The resulting benefits to Dexibit’s customers include increased visitation, revenue and efficiency, alongside the achievement of social outcomes.

To enable their work on AI, Judge says they have product and data teams in their core engineering function. They then built a dual data science capability across product research, focusing on exploring customer facing models and data engineering, and building the underlying data infrastructure.

Operationally, the introduction of forecasting required a high degree of data integrity and business rule configuration across a variety of diverse venues. To handle this complexity, Judge says the team developed a series of configurable, interdependent feature sets to provide a strong and reusable data foundation across the various models.

Culturally, the company was faced with introducing an entire industry to the topic of artificial intelligence, she says.

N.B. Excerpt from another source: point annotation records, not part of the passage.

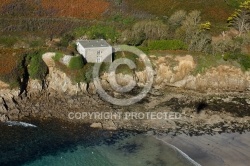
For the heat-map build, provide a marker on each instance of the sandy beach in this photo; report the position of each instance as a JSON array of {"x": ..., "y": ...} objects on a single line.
[{"x": 228, "y": 149}]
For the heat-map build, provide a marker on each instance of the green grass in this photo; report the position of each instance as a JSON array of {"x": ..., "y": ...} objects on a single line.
[
  {"x": 76, "y": 62},
  {"x": 212, "y": 10}
]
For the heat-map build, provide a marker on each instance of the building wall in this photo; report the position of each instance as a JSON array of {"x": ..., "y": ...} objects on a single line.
[
  {"x": 99, "y": 54},
  {"x": 81, "y": 50}
]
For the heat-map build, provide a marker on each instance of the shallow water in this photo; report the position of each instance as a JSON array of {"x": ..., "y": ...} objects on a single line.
[{"x": 54, "y": 144}]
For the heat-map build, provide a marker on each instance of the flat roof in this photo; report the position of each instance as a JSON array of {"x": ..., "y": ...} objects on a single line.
[{"x": 94, "y": 43}]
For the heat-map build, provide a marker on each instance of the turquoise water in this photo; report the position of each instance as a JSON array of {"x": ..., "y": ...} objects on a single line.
[
  {"x": 54, "y": 143},
  {"x": 139, "y": 150}
]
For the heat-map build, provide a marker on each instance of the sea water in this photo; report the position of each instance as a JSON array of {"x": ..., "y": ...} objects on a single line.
[{"x": 48, "y": 146}]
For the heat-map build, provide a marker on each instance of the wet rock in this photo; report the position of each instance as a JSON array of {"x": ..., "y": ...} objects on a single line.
[{"x": 96, "y": 125}]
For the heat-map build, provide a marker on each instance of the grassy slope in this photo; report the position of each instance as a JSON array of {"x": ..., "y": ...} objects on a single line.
[{"x": 215, "y": 11}]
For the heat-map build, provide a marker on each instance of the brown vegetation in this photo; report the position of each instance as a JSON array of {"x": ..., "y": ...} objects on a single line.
[
  {"x": 9, "y": 60},
  {"x": 88, "y": 9}
]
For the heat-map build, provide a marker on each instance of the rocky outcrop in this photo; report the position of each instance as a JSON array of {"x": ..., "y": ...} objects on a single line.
[{"x": 57, "y": 96}]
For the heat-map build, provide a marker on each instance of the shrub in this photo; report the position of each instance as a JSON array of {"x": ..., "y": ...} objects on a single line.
[
  {"x": 8, "y": 41},
  {"x": 37, "y": 68},
  {"x": 145, "y": 30},
  {"x": 66, "y": 39},
  {"x": 242, "y": 59},
  {"x": 76, "y": 62},
  {"x": 166, "y": 45}
]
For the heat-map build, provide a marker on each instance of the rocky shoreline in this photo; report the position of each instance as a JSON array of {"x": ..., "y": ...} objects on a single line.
[
  {"x": 204, "y": 108},
  {"x": 200, "y": 113}
]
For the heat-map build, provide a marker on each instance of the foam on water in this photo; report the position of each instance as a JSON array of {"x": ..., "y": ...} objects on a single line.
[{"x": 139, "y": 150}]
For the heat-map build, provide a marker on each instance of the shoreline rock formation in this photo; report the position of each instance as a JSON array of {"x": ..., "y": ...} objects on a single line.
[{"x": 211, "y": 102}]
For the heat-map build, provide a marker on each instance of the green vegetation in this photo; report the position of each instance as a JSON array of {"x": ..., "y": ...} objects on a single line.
[
  {"x": 8, "y": 41},
  {"x": 240, "y": 19},
  {"x": 58, "y": 56},
  {"x": 242, "y": 59},
  {"x": 76, "y": 62},
  {"x": 37, "y": 69},
  {"x": 11, "y": 70}
]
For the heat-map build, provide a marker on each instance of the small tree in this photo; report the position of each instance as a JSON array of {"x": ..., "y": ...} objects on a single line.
[
  {"x": 145, "y": 30},
  {"x": 193, "y": 32},
  {"x": 240, "y": 19}
]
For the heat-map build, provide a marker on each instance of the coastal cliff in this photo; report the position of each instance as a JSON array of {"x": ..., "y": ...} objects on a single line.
[{"x": 216, "y": 100}]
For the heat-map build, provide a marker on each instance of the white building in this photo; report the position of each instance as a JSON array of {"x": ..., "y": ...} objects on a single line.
[{"x": 95, "y": 51}]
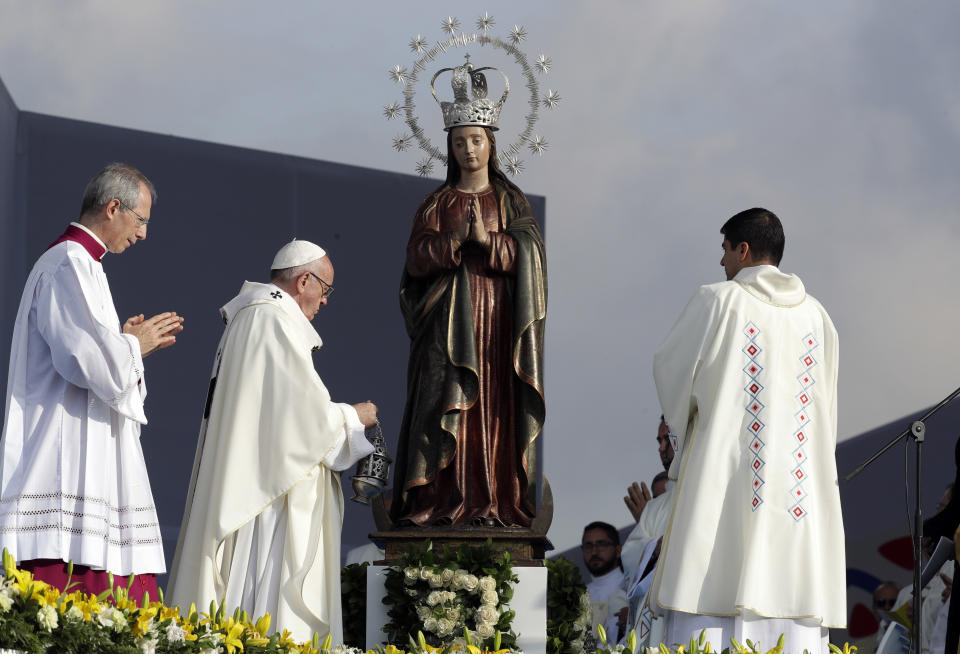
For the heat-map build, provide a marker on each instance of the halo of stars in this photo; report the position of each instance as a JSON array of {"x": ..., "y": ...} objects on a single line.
[{"x": 407, "y": 77}]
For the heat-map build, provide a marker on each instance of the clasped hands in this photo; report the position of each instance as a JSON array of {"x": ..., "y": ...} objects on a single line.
[
  {"x": 636, "y": 499},
  {"x": 472, "y": 227},
  {"x": 154, "y": 333}
]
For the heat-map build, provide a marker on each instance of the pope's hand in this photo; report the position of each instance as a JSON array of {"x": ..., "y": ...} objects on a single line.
[
  {"x": 637, "y": 497},
  {"x": 154, "y": 333},
  {"x": 367, "y": 412}
]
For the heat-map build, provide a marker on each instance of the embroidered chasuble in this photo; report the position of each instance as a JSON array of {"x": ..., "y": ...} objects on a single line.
[
  {"x": 73, "y": 484},
  {"x": 264, "y": 510},
  {"x": 747, "y": 380}
]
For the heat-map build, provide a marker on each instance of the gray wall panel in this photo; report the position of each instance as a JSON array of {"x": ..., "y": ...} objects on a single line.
[{"x": 11, "y": 226}]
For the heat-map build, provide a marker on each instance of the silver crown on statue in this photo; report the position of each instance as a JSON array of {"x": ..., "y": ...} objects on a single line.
[{"x": 463, "y": 111}]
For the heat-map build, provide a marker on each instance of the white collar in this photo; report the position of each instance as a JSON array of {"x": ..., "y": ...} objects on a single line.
[{"x": 95, "y": 237}]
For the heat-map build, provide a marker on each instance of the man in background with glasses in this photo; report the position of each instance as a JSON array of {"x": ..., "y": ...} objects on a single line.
[
  {"x": 601, "y": 554},
  {"x": 74, "y": 483},
  {"x": 264, "y": 510}
]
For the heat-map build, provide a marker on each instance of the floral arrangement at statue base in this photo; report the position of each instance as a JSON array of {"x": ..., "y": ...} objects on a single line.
[{"x": 454, "y": 598}]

Dexibit worked with industry executives, and provided a masterclass series to assist the latter’s business teams with understanding forecasting components such as contextual enrichment, featured factors, residual attribution.

“We are helping the industry to embrace this new technology through seeking to understand it and manage organisational change considerations such as ethics, rather than treating machine learning as a ‘black box’ solution,” says Judge.

As Dexibit has scaled globally and particularly set against the complexities of delivering for government clients, Judge has leaned on partners such as Callaghan Innovation, through its Build for Speed program which audits against industry best practices such as agile development and continuous delivery.

She says they also got assistance from Amazon Web Services in architecting their growing solution with new technologies.

Dexibit’s high performance team has been built on a foundation of integrity, excellence and diversity which starts with understanding its people as individuals, says Judge.

She says the company boasts an exceptionally diverse team across gender, ethnicity, orientation and belief and remains committed to the importance of this in its success.

“Unusually for a technology company and particularly in the data science field, Dexibit’s team is comprised of an equal gender balance, including at board and leadership levels,” she says.

Judge advocates for personal growth and mentoring of individual staff. As well as internal training and brown bag collaboration, the company provides opportunities for individuals to attend conferences and training aligned with each individuals’ development plans to support internal promotion or skill diversification.

Judge is also big on celebrating success, implementing a ‘plus one’ policy. This means the company’s leadership team always takes along another team member to attend them in external events.

More recently, Judge says Dexibit has also taken careful consideration of mental health.

“We have important rituals such as a weekly ‘peak and pit’ to encourage the team to support each other in alleviating the stress inevitable with a fast paced, high growth environment.”